The framework is versatile, aiming to support multiple implementations and working seamlessly with various data processing libraries or frameworks. This ensures that Koheesio can handle any data processing task, regardless of the underlying technology or data scale.
Koheesio uses Pydantic for strong typing, data validation, and settings management, ensuring a high level of type safety and structured configurations within pipeline components.
Koheesio's goal is to ensure predictable pipeline execution through a solid foundation of well-tested code and a rich set of features, making it an excellent choice for developers and organizations seeking to build robust and adaptable Data Pipelines.
fklearn uses functional programming principles to make it easier to solve real problems with Machine Learning.
The name is a reference to the widely known scikit-learn library.
fklearn Principles
Validation should reflect real-life situations.
Production models should match validated models.
Models should be production-ready with few extra steps.
Reproducibility and in-depth analysis of model results should be easy to achieve.
MLRun is an open MLOps platform for quickly building and managing continuous ML applications across their lifecycle. MLRun integrates into your development and CI/CD environment and automates the delivery of production data, ML pipelines, and online applications, significantly reducing engineering efforts, time to production, and computation resources. With MLRun, you can choose any IDE on your local machine or on the cloud. MLRun breaks the silos between data, ML, software, and DevOps/MLOps teams, enabling collaboration and fast continuous improvements.

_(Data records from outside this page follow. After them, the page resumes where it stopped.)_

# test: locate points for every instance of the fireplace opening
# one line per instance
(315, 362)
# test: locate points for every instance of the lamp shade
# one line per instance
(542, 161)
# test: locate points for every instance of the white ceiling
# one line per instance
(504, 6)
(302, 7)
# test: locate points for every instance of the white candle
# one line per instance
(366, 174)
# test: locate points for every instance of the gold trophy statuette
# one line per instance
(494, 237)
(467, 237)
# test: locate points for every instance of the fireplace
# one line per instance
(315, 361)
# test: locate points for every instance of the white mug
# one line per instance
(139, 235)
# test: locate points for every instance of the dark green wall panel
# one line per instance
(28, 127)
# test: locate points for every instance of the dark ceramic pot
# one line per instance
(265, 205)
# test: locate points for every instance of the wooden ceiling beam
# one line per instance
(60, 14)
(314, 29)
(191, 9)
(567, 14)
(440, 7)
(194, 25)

Nuclio is a high-performance "serverless" framework focused on data, I/O, and compute intensive workloads. It is well integrated with popular data science tools, such as Jupyter and Kubeflow; supports a variety of data and streaming sources; and supports execution over CPUs and GPUs. The Nuclio project began in 2017 and is constantly and rapidly evolving; many start-ups and enterprises are now using Nuclio in production.

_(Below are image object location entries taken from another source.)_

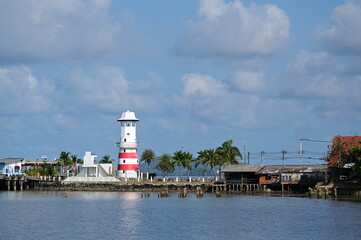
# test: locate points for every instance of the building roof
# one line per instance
(242, 168)
(6, 160)
(39, 163)
(269, 169)
(128, 116)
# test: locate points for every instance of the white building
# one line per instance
(90, 171)
(128, 162)
(10, 165)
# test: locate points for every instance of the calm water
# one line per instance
(104, 215)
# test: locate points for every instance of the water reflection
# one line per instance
(130, 215)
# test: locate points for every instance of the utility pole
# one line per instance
(301, 139)
(283, 157)
(244, 154)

You can use Nuclio as a standalone Docker container or on top of an existing Kubernetes cluster; see the deployment instructions in the Nuclio documentation. You can also use Nuclio through a fully managed application service (in the cloud or on-prem) in the Iguazio Data Science Platform, which you can try for free.
Vizro allows rapidly self-serve the assembly of customized dashboards in minutes - without the need for advanced coding or design experience - to create flexible and scalable, Python-enabled data visualization applications.